HSBC suspends two FX traders, Citi sends two on leave as global probe ramps up

HSBC Holdings said it had suspended two foreign exchange traders in London yesterday, while Citigroup said it had put a pair of traders on leave with the global probe into possible manipulation in currency markets picking up steam.

According to a spokesman for the bank, HSBC could confirm the suspensions of two foreign exchange traders in London.

A Citigroup spokesman said two FX traders had been put "on leave", without elaborating.

With global investigations into alleged currency market manipulation intensifying this week, most major banks were carrying out internal investigations into their activities.

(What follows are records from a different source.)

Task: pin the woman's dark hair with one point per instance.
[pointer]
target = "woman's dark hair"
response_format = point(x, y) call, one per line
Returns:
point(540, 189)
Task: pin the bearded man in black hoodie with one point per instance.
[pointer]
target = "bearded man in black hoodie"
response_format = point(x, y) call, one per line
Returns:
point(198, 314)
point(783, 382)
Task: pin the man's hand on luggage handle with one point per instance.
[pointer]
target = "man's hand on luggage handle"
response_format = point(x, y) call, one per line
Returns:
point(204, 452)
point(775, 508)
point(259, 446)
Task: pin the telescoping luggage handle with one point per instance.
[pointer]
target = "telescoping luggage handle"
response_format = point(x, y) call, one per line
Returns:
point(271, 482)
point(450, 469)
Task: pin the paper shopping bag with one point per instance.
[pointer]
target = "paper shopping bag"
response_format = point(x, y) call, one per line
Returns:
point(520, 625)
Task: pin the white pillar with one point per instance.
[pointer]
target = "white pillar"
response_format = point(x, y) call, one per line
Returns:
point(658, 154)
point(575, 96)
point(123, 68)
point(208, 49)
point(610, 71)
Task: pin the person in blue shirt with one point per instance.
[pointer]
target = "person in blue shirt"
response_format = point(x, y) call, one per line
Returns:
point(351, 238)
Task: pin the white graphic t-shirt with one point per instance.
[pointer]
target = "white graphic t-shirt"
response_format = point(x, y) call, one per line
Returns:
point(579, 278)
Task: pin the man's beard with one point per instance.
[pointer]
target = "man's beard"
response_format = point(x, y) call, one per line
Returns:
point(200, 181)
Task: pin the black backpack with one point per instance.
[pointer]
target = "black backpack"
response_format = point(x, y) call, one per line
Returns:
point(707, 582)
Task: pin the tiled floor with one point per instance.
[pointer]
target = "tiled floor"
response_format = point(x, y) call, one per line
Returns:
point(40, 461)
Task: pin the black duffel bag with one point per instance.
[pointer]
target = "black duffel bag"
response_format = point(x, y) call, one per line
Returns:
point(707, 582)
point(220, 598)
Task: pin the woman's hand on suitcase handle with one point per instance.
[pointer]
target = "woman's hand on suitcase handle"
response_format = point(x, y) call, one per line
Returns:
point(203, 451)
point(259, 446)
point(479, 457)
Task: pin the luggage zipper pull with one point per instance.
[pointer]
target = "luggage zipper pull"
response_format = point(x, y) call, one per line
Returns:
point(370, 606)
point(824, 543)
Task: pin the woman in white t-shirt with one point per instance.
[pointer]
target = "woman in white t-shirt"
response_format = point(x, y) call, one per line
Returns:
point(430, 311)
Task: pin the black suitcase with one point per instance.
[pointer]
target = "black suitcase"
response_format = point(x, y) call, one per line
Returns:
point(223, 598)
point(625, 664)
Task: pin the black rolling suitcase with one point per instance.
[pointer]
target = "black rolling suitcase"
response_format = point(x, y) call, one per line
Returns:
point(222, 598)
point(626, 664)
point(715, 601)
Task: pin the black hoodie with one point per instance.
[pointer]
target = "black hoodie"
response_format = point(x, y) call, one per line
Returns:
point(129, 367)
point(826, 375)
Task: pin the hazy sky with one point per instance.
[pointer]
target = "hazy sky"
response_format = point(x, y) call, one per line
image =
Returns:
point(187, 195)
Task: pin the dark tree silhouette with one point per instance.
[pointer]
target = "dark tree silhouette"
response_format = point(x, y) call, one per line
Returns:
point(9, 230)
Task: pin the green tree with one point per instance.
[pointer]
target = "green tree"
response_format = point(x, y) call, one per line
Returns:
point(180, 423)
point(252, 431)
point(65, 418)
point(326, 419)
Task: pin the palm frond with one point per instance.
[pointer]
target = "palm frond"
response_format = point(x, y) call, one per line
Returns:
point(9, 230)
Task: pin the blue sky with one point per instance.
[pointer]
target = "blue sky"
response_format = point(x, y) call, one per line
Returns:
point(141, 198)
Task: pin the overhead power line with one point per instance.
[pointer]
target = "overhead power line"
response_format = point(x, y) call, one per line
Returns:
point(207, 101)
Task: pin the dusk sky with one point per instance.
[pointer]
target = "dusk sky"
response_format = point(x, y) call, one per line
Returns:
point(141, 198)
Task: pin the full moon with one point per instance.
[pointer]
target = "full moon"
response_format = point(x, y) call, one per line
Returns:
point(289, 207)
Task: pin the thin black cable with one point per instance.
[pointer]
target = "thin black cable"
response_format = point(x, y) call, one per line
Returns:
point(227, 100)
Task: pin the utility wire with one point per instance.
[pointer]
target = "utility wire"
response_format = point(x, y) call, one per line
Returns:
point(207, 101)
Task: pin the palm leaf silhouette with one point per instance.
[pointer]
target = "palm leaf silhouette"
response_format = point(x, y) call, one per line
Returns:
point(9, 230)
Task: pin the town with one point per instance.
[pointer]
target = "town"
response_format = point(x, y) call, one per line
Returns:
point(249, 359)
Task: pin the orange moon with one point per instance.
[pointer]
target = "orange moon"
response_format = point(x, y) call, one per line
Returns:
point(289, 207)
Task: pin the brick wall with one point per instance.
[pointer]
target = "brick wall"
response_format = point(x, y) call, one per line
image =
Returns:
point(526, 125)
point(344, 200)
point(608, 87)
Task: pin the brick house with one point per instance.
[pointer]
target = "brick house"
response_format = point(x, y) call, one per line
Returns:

Regulators from the US arrived in London this week, to accelerate investigation in which they are working in association with the UK's financial watchdog, the Financial Conduct Authority, to determine whether traders at some of the world's biggest banks colluded to manipulate the $5.3 trillion-a-day foreign exchange market.

The investigations centre on senior traders' communication of client positions via electronic chatrooms, that also prominently featured in a probe into the rigging of a key interest rate known as the London interbank offered rate, or Libor.

With the currency investigation ramping up, the banks themselves were scrutinising their employees more closely and most were carrying out internal investigations.

Reuters quoted sources as saying that Deutsche Bank suspended several traders in New York this week, while US regulators carried out investigations at Citigroup's London offices.

Reuters quoted a person with direct knowledge of the situation as saying the two HSBC traders suspended were Edward Pinto and Serge Sarramegna.

Though their positions were not known, Sarramegna had, in the past been head of the G10 spot foreign exchange desk, numerous reports indicate.

The UK regulator's register of financial industry professionals list them as active.

Reuters quoted, a source with 'knowledge of the matter' as saying, the Citi traders were London-based Anthony John and Andrew Amantia, who works in New York, both G10 spot currency traders at the US bank.

According to the source, the men were suspended on Thursday as a result of investigations into chatroom communications.

Several traders at several banks had been suspended or sent on leave, with Citi last week firing its head of European spot foreign exchange trading, Rohan Ramchandani, following a prolonged period on leave, according to one source with knowledge of the matter.

The FCA is focused on currency trading activities of 15 banks, which it has asked, or required, to provide information.